Block 9: Performance at Scale¶
Motivation¶
Blocks 1-8 delivered 82 phases of simulation capability: 19 engine modules, 44 validated scenarios, 5 historical eras, a web UI, and ~10,187 tests. The engine produces historically validated results for scenarios up to ~300 units (Golan Heights benchmark: 120s).
However, real-world operational scenarios routinely involve thousands of units. A brigade-level engagement (3,000-5,000 troops) with equipment is beyond the engine's current performance envelope. The tick loop is single-threaded, detection scales quadratically, and there is no level-of-detail system. Performance at scale is the prerequisite for any future development — more scenarios, larger campaigns, real-time visualization, and interactive play all depend on the engine handling 1,000+ units at reasonable speed.
Current Performance Profile¶
| Scenario | Units | Duration | Wall Clock | Ticks/sec |
|---|---|---|---|---|
| 73 Easting | ~30 | 30 min | <30s | ~50 |
| Golan Heights | ~290 | 18 hr | ~120s | ~100 |
| 1,000 units (projected) | 1,000 | 6 hr | ~45 min | ~8 |
| 5,000 units (projected) | 5,000 | 6 hr | ~18 hr | <1 |
The projections assume O(n²) scaling from the dominant FOW detection loop, which is the single biggest bottleneck (estimated 2-7 seconds per tick at 1,000 units vs ~50ms at 290 units).
Performance Budget¶
For the engine to support interactive-speed simulation at scale:
| Scale | Target | Tick Rate | Notes |
|---|---|---|---|
| 1,000 units | <5 min for 6h scenario | ~15 ticks/s | Battalion-level engagement |
| 5,000 units | <30 min for 6h scenario | ~12 ticks/s | Brigade-level engagement |
| 10,000 units | <2 hr for 6h scenario | ~3 ticks/s | Division-level, acceptable for batch |
Theme 1: Spatial Culling for Detection¶
Problem: FOW detection is O(n_own × n_enemy × n_sensors) per tick. Every sensor on every unit checks every enemy — even enemies 100km away when the sensor has a 5km max range. This is the single largest bottleneck, consuming an estimated 70-80% of tick time at 1,000+ units.
Solution: Spatial indexing with range-based culling.
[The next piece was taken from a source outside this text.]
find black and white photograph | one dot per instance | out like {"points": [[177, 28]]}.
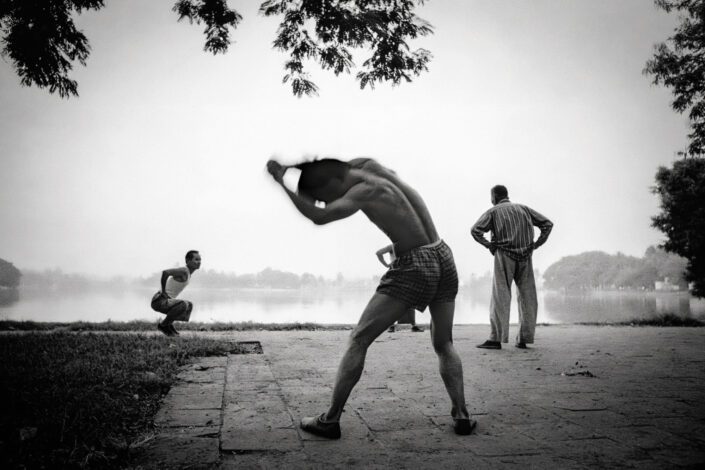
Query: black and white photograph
{"points": [[394, 234]]}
Approach A: STRtree Per-Tick Range Query¶
Build a Shapely STRtree of all unit positions once per tick. For each sensor, query only units within max_range_m. STRtree build is O(n log n), each query is O(log n + k) where k is the number of results.
Expected improvement: At 1,000 units with average sensor range covering 10% of enemies, detection goes from 500K checks to ~50K — a 10x reduction.
Concerns: STRtree rebuild cost per tick (~1ms for 1,000 points). Tree is immutable in Shapely 2.x — must rebuild, not update. Acceptable for now but limits future per-tick mutation patterns.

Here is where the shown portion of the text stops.